In fact, Leapfrog is reopening its repair centre in a few weeks, as different pressures operating today suggest there could be a market once again, Bevan suggests. Meanwhile, Leapfrog has seen considerable success in becoming what it calls a true unified communications (UC) provider - putting together solutions for a range of customers that involve AV products such as screens, projectors or signage offerings as a component.
The common denominator, according to Bevan, seems to be communications, with visual communications becoming an increasingly important aspect.
A good example might be the high-profile implementation Leapfrog did for The Point, a £12m events venue development at Lancashire County Cricket Club. The venue now has a 12-screen Samsung videowall - recessed into the wall and meeting various green criteria - to show live Sky feeds or other messaging and media. There are also Samsung screens on every floor.

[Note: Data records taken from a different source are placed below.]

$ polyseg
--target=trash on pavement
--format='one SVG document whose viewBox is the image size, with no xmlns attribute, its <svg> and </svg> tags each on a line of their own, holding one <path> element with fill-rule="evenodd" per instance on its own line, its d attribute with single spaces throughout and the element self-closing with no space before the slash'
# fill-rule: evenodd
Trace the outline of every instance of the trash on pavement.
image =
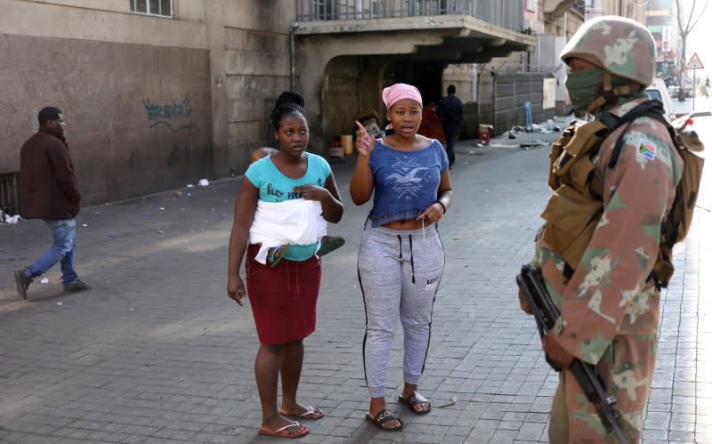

An ability to demonstrate AV technology as part of the whole solution is important, says Bevan (pictured, right).
Samsung had scheduled a reseller event that deployed lots of technology and displays, so Leapfrog took full advantage by inviting the entire board of Lancashire County Cricket Club to the venue before the reseller event started. That sealed the deal, according to Bevan.
“Once they see the technology, they are hooked,” he says.
Other AV-related deals are for Manchester City FC, Honda, Pennine Care NHS Trust, Southampton University, Manchester Visitor Centre - for which it deployed 28 screens as well as other AV kit - and Chill Factore indoor skiing centre.
As Bevan notes, a lot of audiovisual technology has an IP component, which is right up the IT reseller’s alley. Expertise segues from screen hardware to projection to internet connectivity to security to voice communications and back again.
He also maintains that margins can be pretty high - even up to 38 per cent gross. The company has done well enough to have imported a new managing director from the US banking sector, not only to head a plan for further growth but to allow Bevan to focus more on sales at the 15-staff VAR himself.
“In 2004, we invested £250,000 [to move to audiovisual] but realised it wasn’t enough,” Bevan says. He has since invested more - the learning and developing does not stop.
“With smartboards, we only sold about four this year. We used to sell one every day, but now we are seeing digital signage expanding. We sell communications, VoIP and all sorts of gimmicky sounding software,” he explains.
Bevan says the company inked £250,000 in letters of intent in August, £168,000 of which have already been confirmed. “So, come on over to AV,” he says.